There are plenty of young adult books that have crossover appeal—particularly those with adventure and romance. But there are too many adult readers who pass over the best of teen lit because of the “YA” label. Do yourself a favor—ignore the fact that you’re in the “Teen Reads” section of the bookstore, and you just may discover some insightful stories with emotional resonance and gorgeous prose.
Here are a handful of teen books from this year (and a few coming soon!) that adults need to read:
Why We Broke Up by Daniel Handler
“Anyone who has had a broken heart and sifted through the detritus left behind will find Min’s collection extremely relatable. If that’s not you yet, just wait; Why We Broke Up is a beautiful story, but also soul food for dark times. Don’t miss it.” Read more of our review and our interview with Handler.
The Fault in Our Stars by John Green
Mention excellent YA books this year, and this is always at the top of lists. It should be considered one of the best books of the year, period. Read our interview with Green.
In Darkness by Nick Lake
The overlapping tales of Shorty, trapped beneath the rubble of a hospital during the aftermath of the 2010 Haitian earthquake, and Toussaint L’Ouverture, the real slave who set Haitians free from the French, make this one much more than just a teen book. “Let this incredible novel initiate a call for action.” Read more of our review.
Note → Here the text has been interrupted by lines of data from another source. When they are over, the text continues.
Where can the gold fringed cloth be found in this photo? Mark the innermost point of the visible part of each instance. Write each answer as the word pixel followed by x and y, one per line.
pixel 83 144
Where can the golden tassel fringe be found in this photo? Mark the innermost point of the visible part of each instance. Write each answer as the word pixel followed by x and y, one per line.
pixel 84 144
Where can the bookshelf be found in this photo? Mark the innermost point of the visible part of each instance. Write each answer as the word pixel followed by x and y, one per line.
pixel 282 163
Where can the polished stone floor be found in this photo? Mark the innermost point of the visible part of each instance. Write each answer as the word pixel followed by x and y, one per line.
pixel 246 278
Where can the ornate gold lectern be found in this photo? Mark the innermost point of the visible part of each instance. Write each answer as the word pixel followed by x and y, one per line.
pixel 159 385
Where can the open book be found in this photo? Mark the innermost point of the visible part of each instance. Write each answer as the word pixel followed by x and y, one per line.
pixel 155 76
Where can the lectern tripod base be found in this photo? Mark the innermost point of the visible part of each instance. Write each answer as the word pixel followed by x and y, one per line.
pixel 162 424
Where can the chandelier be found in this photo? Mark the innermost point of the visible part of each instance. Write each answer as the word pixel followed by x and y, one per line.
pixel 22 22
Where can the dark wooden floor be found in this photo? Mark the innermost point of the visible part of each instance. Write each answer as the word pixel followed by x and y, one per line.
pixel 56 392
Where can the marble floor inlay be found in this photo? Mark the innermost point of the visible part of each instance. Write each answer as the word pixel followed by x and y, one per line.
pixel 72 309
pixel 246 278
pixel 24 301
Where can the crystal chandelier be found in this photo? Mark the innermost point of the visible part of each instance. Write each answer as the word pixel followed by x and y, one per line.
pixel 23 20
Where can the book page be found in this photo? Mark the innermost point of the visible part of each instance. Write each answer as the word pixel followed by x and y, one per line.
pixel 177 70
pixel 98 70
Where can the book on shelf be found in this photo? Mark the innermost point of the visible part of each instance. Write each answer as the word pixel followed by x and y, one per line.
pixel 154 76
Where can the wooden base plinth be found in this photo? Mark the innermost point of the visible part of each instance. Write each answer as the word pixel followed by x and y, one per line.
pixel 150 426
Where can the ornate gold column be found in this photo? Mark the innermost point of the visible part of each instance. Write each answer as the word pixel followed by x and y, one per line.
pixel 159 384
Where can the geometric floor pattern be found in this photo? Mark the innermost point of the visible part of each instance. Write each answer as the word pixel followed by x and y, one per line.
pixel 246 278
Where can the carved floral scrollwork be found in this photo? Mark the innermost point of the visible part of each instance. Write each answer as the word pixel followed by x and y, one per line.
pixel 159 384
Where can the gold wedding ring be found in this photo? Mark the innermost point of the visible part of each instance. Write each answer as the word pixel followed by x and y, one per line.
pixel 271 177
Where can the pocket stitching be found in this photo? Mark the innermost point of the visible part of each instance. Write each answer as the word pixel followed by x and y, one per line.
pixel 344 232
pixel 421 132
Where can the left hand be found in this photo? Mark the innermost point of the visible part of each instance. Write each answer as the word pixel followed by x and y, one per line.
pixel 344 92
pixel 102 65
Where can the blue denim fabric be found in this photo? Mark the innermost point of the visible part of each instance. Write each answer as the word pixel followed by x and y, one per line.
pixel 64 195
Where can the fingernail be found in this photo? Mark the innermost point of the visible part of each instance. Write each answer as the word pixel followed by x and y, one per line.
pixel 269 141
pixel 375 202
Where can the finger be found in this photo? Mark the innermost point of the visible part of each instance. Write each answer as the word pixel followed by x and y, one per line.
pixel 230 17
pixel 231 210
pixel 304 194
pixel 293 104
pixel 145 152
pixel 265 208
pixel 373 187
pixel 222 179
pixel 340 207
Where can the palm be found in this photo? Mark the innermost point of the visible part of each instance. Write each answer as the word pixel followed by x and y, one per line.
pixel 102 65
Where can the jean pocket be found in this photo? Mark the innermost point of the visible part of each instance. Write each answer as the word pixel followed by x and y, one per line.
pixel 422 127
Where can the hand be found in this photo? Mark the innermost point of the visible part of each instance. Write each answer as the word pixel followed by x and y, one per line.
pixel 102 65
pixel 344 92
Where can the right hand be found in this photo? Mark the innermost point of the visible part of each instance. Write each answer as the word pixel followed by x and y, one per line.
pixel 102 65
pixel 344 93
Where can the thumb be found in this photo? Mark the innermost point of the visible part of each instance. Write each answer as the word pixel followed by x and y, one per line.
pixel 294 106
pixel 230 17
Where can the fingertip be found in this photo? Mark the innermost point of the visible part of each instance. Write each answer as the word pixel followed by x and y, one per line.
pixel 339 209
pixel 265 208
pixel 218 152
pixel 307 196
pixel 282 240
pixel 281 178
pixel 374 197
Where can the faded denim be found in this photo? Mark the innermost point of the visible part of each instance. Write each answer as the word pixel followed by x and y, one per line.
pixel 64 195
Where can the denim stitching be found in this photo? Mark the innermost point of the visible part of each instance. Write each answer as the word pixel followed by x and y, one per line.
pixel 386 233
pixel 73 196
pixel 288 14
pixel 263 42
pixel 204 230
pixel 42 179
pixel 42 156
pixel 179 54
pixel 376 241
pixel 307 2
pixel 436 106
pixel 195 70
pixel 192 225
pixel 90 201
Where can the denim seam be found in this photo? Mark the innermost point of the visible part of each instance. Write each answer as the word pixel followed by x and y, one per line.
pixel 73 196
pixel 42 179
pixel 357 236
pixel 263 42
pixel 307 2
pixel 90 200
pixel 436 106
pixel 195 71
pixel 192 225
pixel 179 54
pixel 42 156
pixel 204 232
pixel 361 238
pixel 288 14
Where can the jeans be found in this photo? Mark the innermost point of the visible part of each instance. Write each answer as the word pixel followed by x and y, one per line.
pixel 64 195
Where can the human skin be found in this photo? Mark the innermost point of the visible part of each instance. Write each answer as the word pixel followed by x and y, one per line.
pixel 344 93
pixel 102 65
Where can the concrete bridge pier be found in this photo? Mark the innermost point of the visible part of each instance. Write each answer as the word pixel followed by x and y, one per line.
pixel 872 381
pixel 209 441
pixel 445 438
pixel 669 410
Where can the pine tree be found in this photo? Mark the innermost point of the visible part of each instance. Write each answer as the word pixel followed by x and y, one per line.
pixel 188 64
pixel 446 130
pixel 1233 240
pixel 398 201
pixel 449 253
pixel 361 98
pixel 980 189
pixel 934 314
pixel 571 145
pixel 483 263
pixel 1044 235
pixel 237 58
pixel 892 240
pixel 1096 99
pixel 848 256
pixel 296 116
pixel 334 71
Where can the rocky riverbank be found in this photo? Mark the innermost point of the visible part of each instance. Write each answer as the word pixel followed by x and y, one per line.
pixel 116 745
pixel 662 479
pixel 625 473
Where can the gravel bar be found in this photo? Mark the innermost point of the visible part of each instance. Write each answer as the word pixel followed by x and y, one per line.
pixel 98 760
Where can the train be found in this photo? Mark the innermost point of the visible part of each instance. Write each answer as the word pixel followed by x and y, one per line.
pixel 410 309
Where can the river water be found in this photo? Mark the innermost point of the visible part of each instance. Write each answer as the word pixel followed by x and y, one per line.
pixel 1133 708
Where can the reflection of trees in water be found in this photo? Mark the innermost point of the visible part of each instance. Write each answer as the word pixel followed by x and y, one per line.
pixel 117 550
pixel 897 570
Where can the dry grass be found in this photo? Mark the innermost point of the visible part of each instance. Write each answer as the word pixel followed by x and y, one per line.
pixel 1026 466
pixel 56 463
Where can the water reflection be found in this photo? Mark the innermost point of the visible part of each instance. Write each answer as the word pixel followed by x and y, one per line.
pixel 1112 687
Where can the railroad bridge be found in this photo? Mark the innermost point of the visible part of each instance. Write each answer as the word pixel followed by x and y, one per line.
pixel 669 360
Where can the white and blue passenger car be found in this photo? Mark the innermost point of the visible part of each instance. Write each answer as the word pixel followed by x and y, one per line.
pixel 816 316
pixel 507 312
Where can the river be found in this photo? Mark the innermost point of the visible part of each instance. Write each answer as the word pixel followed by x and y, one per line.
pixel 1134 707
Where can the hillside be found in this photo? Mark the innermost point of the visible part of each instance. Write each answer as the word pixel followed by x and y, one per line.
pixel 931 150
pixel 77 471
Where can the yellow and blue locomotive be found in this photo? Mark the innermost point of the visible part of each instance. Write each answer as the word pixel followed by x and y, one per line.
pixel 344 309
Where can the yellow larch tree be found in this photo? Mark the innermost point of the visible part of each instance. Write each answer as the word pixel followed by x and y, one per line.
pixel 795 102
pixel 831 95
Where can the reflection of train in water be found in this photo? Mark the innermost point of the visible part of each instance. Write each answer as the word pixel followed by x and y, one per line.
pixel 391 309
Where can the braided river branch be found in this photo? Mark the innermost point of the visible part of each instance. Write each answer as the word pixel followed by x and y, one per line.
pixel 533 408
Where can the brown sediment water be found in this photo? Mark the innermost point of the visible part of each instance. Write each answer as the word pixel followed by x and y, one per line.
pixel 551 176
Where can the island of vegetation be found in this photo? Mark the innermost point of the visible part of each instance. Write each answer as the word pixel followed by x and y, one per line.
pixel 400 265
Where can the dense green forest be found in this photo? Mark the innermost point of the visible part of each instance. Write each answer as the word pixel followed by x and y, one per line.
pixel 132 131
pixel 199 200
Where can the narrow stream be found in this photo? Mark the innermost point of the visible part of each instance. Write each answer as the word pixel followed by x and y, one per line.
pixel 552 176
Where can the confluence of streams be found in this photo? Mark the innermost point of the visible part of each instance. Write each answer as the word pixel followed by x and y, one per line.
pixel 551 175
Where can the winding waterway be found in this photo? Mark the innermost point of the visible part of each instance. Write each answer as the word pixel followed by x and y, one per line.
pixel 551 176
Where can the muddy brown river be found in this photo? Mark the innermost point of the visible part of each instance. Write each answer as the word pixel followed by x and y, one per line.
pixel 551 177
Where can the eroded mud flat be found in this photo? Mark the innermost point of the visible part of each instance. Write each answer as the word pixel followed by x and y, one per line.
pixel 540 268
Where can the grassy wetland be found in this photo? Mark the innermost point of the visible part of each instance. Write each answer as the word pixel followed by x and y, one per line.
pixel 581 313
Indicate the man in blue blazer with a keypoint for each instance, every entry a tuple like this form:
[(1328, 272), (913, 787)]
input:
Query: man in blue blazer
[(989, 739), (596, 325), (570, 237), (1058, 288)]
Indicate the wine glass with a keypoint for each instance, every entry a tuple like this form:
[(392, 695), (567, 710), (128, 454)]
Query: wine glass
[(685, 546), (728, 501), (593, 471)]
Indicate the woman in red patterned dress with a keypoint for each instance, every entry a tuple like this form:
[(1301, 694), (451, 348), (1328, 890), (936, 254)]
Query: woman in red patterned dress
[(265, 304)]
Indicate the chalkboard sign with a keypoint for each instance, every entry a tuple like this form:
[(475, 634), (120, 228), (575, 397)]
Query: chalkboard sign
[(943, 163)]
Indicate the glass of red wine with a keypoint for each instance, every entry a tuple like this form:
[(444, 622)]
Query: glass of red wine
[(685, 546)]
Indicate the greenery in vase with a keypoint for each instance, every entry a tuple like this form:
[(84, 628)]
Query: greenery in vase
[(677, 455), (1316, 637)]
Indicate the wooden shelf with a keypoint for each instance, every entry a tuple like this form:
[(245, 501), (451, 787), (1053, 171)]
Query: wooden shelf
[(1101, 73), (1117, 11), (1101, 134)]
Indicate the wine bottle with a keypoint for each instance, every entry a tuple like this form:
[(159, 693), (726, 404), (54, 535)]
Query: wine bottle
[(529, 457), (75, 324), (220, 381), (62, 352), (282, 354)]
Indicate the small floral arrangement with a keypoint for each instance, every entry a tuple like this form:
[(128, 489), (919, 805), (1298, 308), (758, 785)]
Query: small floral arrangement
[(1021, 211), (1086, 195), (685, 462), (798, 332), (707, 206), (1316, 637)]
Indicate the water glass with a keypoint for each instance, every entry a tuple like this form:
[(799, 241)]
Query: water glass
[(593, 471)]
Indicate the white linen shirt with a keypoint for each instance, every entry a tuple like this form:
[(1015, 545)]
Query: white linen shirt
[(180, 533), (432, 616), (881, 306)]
Never Fall Down by Patricia McCormick
The mass killing during the Khmer Rouge’s overthrow of Cambodia in 1975 is relatively forgotten in the history of genocide, but this one fits right in with several August fiction titles that delve into Cambodian history (such as In the Shadow of the Banyan). National Book Award finalist McCormick’s YA version is just as gripping. Read our review.
Code Name Verity by Elizabeth Wein
“Elizabeth Wein’s astonishing new World War II novel is a reminder of the power historical fiction can have in the hands of an accomplished author. Set in Great Britain and occupied France both before and during the war, Code Name Verity is . . . likely to find a home on the shelves of teens and adults alike.” Read more of our review.
Seraphina by Rachel Hartman
“Debut novelist Rachel Hartman has created a unique and imaginative fantasy kingdom. Her world-building is so detailed and well-integrated, each character and place so well-drawn, one wonders if they truly exist somewhere. . . Seraphina is an engaging and innovative fantasy that uses the plights of dragons and humans as an allegory for the real prejudices we all must face.” Read more of our review.
Small Damages by Beth Kephart
A pregnant teen is sent away to a bull farm in southern Spain, where she is to live out her pregnancy and give the child to a Spanish couple. The writing in this one glows just as much as the imagery of the Spanish countryside. Watch for an interview with Kephart in our August issue.
Every Day by David Levithan (out 8/28)
You could call this one a story of teen love. But the tale of A, who wakes up every day in a different teen boy or girl’s body, and the girl A loves is so much more than that. No other book this year has so holistically captured every possible crisis a teen can face. This may be Levithan’s best yet.
The Brides of Rollrock Island by Margo Lanagan (out 9/11)
Two-time Printz Honor winner Lanagan has created a vibrant, ferocious and romantic mythology, filled with witches, seal-women and a commanding coastal setting. The writing is so good, it would seem that these legends have always existed.
What would you add? Which 2012 teen books belong on every adult’s TBR list?